I spent some time the other day talking with Ed Sullivan, CEO and co-founder of Aria Systems. Aria is a software-as-a-service (SaaS) billing and customer management company with an interesting raison d'etre: Ed nearly lost all his gear in an online game when the system couldn't process his payment. He figured there must be a better way to do billing. He was right.
The company, which has raised $4 million from Hummer Winblad, perhaps points to ways in which SaaS companies - which often skim the cream from open source without giving commensurate value back - can serve as good open-source citizens.
First, though, I found it interesting to hear how Aria does particularly well serving its own breed of user:?
We specialize in recurring business models. Compared to NetSuite, we don't do inventory management all that well. So, Aria is very strong in gaming (video games, not gambling) and in servicing other SaaS companies (i.e., if you can meter it, we can help to monetize it). We can get customers up and running in a matter of hours, in many cases. More complex integrations take more than a couple of hours, obviously.

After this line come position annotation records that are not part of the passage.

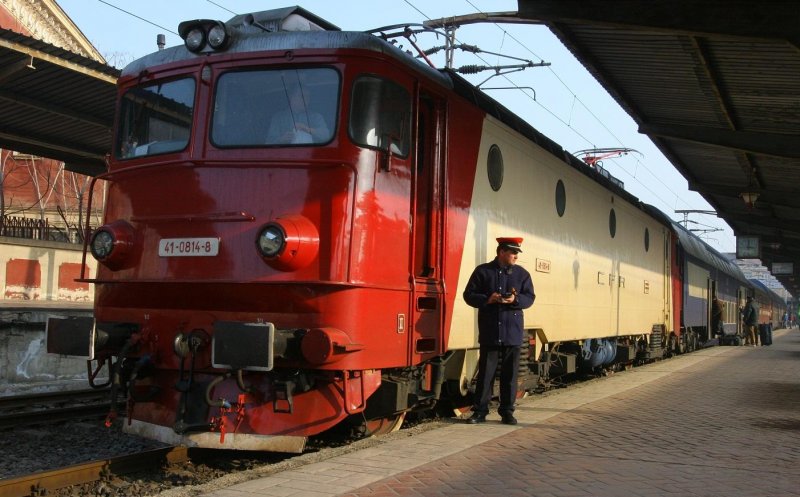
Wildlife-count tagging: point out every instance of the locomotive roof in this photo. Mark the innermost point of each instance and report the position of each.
(294, 28)
(290, 33)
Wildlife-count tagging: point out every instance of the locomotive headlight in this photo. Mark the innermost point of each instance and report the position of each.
(102, 244)
(217, 36)
(272, 240)
(113, 245)
(195, 39)
(289, 243)
(201, 32)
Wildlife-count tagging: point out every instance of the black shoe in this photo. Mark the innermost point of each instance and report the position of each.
(509, 419)
(476, 418)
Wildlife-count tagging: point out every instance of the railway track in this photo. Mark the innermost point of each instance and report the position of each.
(45, 482)
(33, 409)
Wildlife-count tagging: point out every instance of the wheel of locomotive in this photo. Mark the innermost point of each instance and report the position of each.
(380, 426)
(452, 402)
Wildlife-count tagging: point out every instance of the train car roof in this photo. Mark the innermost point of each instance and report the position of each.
(760, 287)
(698, 249)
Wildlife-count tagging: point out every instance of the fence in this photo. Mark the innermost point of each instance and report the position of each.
(37, 229)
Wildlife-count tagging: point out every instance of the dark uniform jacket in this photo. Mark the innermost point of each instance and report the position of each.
(750, 315)
(499, 324)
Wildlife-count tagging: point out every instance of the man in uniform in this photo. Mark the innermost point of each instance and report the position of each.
(500, 290)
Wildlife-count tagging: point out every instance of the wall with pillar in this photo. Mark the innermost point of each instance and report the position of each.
(35, 270)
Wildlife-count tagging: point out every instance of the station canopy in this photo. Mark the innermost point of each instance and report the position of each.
(716, 86)
(55, 103)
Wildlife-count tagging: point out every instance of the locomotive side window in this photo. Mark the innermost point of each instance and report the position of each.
(275, 107)
(612, 223)
(494, 167)
(380, 115)
(561, 198)
(155, 119)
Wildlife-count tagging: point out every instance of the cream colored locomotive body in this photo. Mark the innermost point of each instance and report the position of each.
(588, 283)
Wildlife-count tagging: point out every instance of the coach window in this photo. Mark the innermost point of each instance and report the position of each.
(155, 119)
(380, 115)
(286, 107)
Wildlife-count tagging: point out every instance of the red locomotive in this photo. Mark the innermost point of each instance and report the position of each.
(292, 215)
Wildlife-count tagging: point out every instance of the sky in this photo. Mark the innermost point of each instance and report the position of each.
(566, 103)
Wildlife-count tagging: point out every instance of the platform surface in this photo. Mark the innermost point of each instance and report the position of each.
(722, 421)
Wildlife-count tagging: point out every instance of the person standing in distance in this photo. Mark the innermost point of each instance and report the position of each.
(500, 290)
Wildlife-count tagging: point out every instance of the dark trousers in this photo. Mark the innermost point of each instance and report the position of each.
(491, 356)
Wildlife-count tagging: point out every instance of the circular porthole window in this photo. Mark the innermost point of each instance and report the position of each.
(612, 223)
(494, 166)
(561, 198)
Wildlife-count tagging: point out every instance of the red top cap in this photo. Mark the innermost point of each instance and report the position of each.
(510, 243)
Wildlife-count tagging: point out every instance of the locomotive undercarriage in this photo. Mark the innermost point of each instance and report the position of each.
(563, 362)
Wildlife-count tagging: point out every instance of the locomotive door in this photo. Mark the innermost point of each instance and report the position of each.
(427, 311)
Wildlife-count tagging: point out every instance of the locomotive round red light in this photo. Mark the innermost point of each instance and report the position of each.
(289, 243)
(112, 244)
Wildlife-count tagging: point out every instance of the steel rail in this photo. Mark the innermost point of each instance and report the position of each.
(49, 481)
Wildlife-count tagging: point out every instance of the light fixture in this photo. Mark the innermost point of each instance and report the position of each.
(749, 198)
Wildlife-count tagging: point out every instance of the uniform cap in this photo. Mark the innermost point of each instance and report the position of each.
(510, 243)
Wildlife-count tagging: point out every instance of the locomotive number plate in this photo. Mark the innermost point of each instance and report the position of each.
(188, 247)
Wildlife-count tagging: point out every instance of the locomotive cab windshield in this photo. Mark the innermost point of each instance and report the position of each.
(155, 118)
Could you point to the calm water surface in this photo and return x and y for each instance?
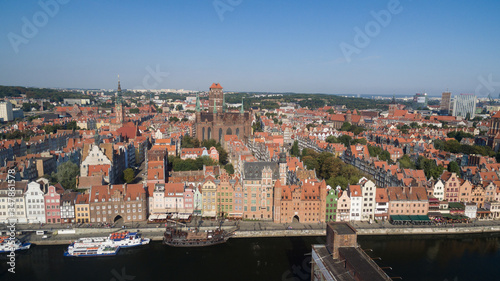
(474, 257)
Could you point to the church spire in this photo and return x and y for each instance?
(224, 103)
(197, 103)
(119, 92)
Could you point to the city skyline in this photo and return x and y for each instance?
(382, 48)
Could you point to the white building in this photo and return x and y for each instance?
(96, 156)
(35, 203)
(465, 104)
(6, 113)
(381, 204)
(356, 202)
(13, 208)
(438, 190)
(368, 190)
(198, 200)
(471, 210)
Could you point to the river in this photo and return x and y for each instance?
(459, 258)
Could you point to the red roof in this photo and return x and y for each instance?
(216, 86)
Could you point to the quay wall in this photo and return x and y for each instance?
(156, 234)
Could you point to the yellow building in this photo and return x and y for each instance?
(82, 208)
(225, 192)
(209, 193)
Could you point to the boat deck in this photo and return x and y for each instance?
(196, 235)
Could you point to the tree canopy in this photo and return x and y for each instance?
(66, 174)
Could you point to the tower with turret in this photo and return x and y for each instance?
(216, 98)
(119, 110)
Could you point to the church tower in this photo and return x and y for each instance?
(216, 97)
(120, 113)
(393, 106)
(283, 168)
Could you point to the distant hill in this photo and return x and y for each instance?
(312, 101)
(38, 93)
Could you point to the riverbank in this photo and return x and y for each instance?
(256, 230)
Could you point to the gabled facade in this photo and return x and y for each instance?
(52, 205)
(35, 203)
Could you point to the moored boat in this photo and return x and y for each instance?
(83, 251)
(105, 246)
(9, 244)
(194, 238)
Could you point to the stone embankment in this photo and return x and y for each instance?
(156, 234)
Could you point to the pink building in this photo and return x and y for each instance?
(214, 154)
(52, 203)
(189, 199)
(407, 200)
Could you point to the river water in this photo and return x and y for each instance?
(460, 258)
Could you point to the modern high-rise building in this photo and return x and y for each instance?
(420, 100)
(465, 105)
(445, 102)
(6, 113)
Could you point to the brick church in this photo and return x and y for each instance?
(218, 121)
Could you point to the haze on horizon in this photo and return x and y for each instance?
(257, 46)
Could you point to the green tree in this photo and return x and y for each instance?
(331, 139)
(72, 126)
(66, 174)
(406, 163)
(310, 162)
(128, 175)
(294, 151)
(346, 126)
(229, 168)
(189, 142)
(454, 168)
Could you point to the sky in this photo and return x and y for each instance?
(334, 47)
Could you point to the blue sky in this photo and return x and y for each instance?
(254, 45)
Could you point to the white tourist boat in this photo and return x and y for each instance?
(104, 246)
(8, 245)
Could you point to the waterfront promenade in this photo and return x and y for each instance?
(246, 229)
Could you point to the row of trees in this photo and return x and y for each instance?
(54, 128)
(356, 130)
(190, 142)
(38, 93)
(331, 168)
(178, 164)
(345, 140)
(454, 146)
(382, 154)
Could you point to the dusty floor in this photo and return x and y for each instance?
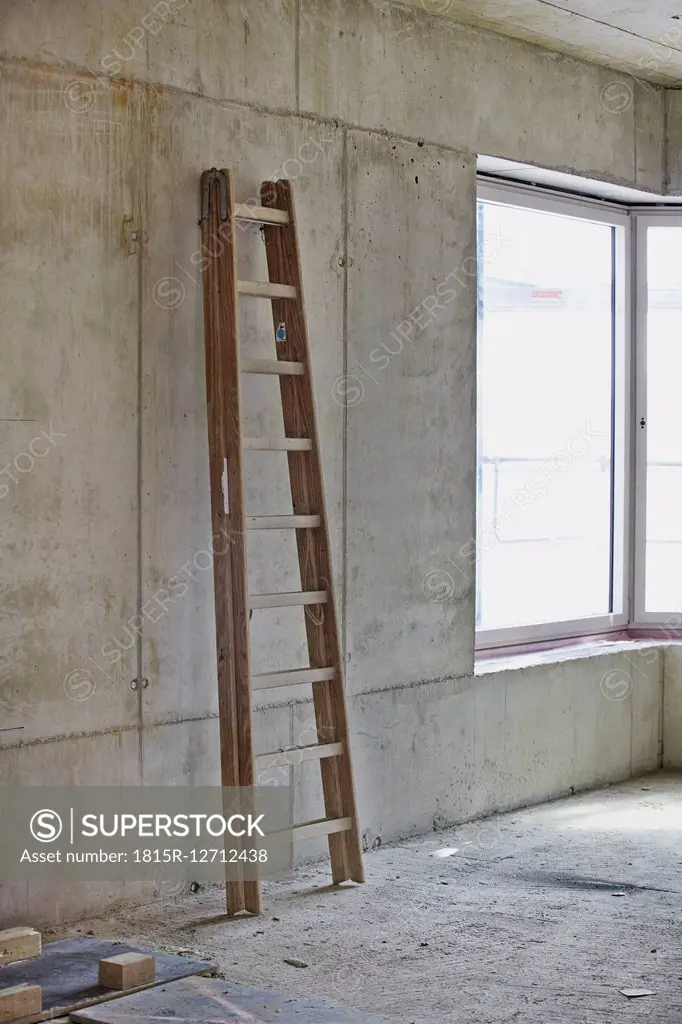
(512, 919)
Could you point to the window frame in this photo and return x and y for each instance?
(620, 216)
(643, 219)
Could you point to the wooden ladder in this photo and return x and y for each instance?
(233, 604)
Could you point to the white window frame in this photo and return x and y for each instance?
(546, 201)
(644, 218)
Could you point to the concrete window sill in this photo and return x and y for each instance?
(487, 662)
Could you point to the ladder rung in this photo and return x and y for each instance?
(294, 755)
(266, 289)
(291, 677)
(261, 214)
(278, 443)
(286, 600)
(283, 521)
(322, 826)
(272, 367)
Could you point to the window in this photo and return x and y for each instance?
(658, 536)
(552, 349)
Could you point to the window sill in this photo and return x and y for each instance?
(487, 662)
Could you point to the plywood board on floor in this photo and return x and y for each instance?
(68, 972)
(203, 1000)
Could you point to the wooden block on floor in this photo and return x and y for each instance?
(19, 1000)
(127, 971)
(18, 943)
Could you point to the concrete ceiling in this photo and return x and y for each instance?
(639, 37)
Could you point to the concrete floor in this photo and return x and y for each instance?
(511, 919)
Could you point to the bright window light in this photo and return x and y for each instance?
(664, 419)
(547, 346)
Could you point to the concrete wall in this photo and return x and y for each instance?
(378, 114)
(673, 708)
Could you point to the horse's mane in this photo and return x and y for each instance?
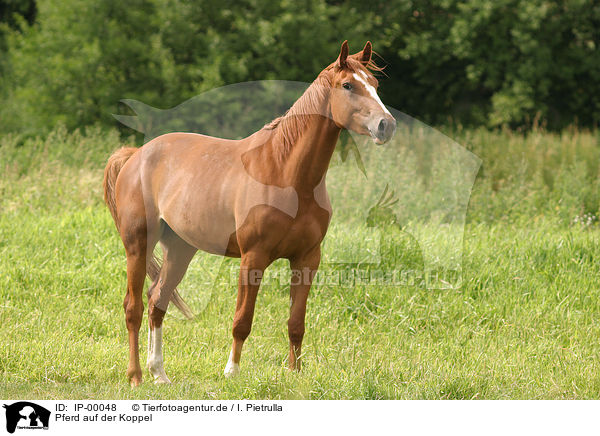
(288, 127)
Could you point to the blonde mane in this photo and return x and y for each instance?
(288, 127)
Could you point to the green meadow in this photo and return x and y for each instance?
(524, 324)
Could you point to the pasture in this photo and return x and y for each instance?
(524, 324)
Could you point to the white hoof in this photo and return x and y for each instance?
(231, 369)
(162, 380)
(158, 372)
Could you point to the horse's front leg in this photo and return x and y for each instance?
(303, 272)
(251, 271)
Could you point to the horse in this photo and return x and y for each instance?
(260, 198)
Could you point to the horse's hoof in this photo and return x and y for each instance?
(162, 380)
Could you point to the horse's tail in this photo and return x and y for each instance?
(111, 172)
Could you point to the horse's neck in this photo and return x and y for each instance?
(306, 163)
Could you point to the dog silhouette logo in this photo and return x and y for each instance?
(26, 415)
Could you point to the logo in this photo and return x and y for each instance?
(26, 415)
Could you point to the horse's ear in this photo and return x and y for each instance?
(366, 53)
(343, 55)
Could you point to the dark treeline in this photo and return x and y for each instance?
(476, 62)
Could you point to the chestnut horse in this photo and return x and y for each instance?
(260, 198)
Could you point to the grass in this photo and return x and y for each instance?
(523, 325)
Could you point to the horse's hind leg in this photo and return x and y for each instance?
(177, 255)
(133, 304)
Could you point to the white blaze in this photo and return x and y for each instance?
(370, 90)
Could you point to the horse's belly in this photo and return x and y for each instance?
(203, 225)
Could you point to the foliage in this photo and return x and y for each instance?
(523, 325)
(512, 62)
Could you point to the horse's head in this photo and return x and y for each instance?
(354, 103)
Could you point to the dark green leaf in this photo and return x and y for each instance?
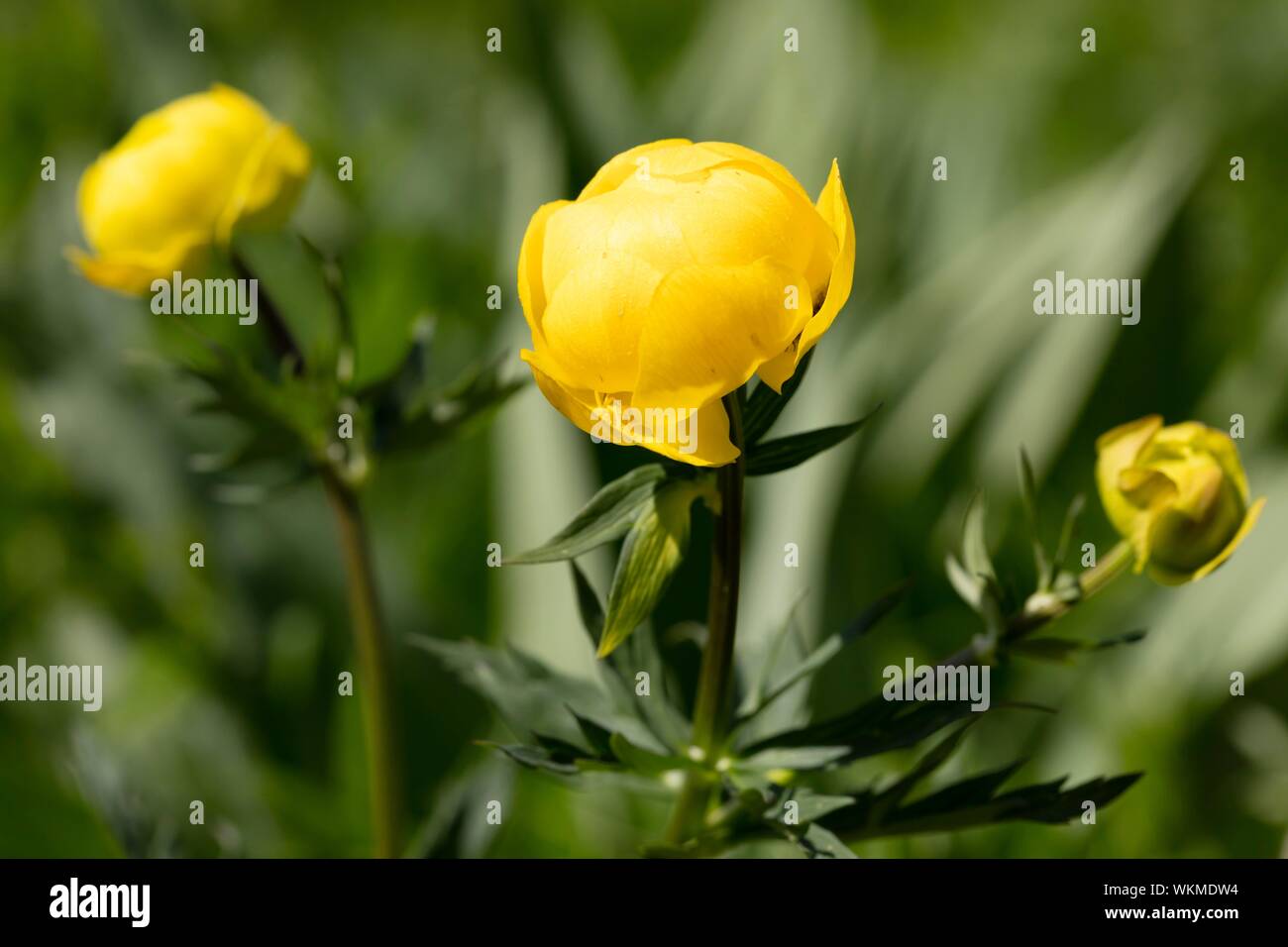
(609, 515)
(829, 648)
(786, 453)
(588, 603)
(1029, 497)
(765, 403)
(652, 552)
(1064, 650)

It immediately struck me that the stars are aligned for a company like Aria, given the shift toward services-based business and accompanying subscription models. Ed concurred:
The industry's trend toward subscription models absolutely works in Aria's favor. This is particularly true because of the executive make-up of Aria. We're operators who happen to know software, as well. We built our software to go horizontal based on our experience running one of the US' largest ISPs. If you're going into a long-term revenue model business, things like expiration dates on credit cards (plus storing the credit card info in the first place), keeping in contact with customers, etc. all become critical to manage. Most don't really think through the good and bad use cases for a recurring business model. We can help because we've been in our customers' shoes. We still are.
All interesting, and all very promising for Aria. But I had heard that the company credited open source with providing the foundation for its success. What of that?
We're completely LAMP based. This allows us to really scale. We just passed our millionth end user and billionth transaction last quarter. LAMP allows us to scale very cost competitively. It also allows us to let our customers scale non-linearly.
We don't officially contribute code back to open-source projects as a company, but our developers do contribute to open-source projects on their own. We don't have an official policy that gives developers work time to write open-source code, but they do it as part of their work.
I suspect that a lot of this happens in the SaaS world. It would be better, in my opinion, to have an official company policy encouraging open-source development. Where much is given, much is expected. SaaS companies are basically open-source companies with a veneer of IP to provide added value. Given the importance of the foundation, it would be wise for SaaS companies to proactively contribute to the open-source projects that give them the scale and robustness that Ed described to me.
Still, I imagine that many a SaaS paycheck goes toward writing great open-source code, even if it's not officially allocated for this purpose. The developers seem to know on which side their bread is buttered.